Curator, artist and researcher Mikel R. Nieto studied art in San Sebastian, Madrid and Barcelona. For years he has been deeply involved in phonographic practice and the resulting theory. He has given workshops in a number of cultural centres and universities. He forms part of the team behind the sound map of the Basque Country soinumapa.net, and Hots! Radio, as well as the Mediateletipos.net dissemination portal. Together with José Luis Espejo and Xabier Erkizia coordinated the Observatorio de la Escucha or (Listening Observatory). He has worked on numerous occasions in partnership with the dancer and choreographer Jone San Martin in different dance projects for his sound design. Also he collaborated with Pascal Merighi and Thusnelda Mercy, who worked for Pina Bausch for many years. His book "Dark Sound" describes research he conducted in 2014 on the impact of the noise, direct or indirect, generated by the oil industry in its different phases of development among towns, the environment and wildlife in the Amazonian jungle in Ecuador.

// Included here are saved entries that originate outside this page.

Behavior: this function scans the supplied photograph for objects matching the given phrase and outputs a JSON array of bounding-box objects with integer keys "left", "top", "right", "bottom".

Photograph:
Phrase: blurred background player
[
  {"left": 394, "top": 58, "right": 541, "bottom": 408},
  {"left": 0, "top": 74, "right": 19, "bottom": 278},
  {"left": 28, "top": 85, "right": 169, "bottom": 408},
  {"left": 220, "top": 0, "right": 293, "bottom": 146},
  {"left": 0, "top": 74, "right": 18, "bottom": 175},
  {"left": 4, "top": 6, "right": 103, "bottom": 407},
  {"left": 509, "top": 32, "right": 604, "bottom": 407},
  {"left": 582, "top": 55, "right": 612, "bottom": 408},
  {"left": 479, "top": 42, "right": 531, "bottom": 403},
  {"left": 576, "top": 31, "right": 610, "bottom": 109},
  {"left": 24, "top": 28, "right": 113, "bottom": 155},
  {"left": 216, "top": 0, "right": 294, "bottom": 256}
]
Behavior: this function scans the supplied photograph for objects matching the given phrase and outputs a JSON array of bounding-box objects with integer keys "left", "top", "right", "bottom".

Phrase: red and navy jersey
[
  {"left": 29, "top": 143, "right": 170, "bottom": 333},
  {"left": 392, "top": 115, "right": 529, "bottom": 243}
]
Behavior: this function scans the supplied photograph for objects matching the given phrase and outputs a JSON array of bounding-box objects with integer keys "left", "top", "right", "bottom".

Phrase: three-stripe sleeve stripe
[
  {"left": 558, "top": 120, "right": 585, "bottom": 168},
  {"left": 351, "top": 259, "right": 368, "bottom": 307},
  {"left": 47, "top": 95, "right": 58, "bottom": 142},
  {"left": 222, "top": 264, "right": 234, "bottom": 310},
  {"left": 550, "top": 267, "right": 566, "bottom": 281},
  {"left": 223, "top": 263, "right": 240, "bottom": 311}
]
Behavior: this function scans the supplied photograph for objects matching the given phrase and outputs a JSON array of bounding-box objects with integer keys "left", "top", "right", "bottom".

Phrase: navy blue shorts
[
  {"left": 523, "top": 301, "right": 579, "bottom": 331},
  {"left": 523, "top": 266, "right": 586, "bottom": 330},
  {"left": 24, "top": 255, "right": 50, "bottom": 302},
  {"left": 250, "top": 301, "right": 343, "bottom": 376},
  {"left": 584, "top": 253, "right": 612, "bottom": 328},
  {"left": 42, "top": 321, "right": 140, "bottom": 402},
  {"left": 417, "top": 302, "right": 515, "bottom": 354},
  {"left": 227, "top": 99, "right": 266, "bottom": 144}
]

His second book, in collaboration with the anthropologist Tim Ingold and the philosopher Carmen Pardo A soft hiss of this world was printed white on white and is focused in the loss of snow in the landscape because of the Anthropocene and how it affects to language and to the soundscape through the sound of snowflakes.
The research project “A soft hiss of this world” is focused on the loss in many aspects such as the loss of language as a result of the Anthropocene through the absence of certain states and processes that occur naturally in the environment like different states of water, snow and ice. In Finnish there are more than forty terms to refer to them and because of the loss of these states in the landscape, the loss is also displaced to the language, in this case, the Finnish.*
This research project took these words as a starting point to make hundreds of hours of recordings in the Finnish landscape. The sound of snow, ice and snowflakes are the reference and the sound material of this research project. And to obtain these sounds, as well as the possible sound differences between each snowflake, special and specific microphones were developed for this very specific and fragile recording process.
Is it possible to record the impossible or what does not exist? There are three types of impossibility in each recording: the recording of a sound event due to its absence, its extinction or the impossibility of recording itself. The condition of possibility for the absence is the presence itself.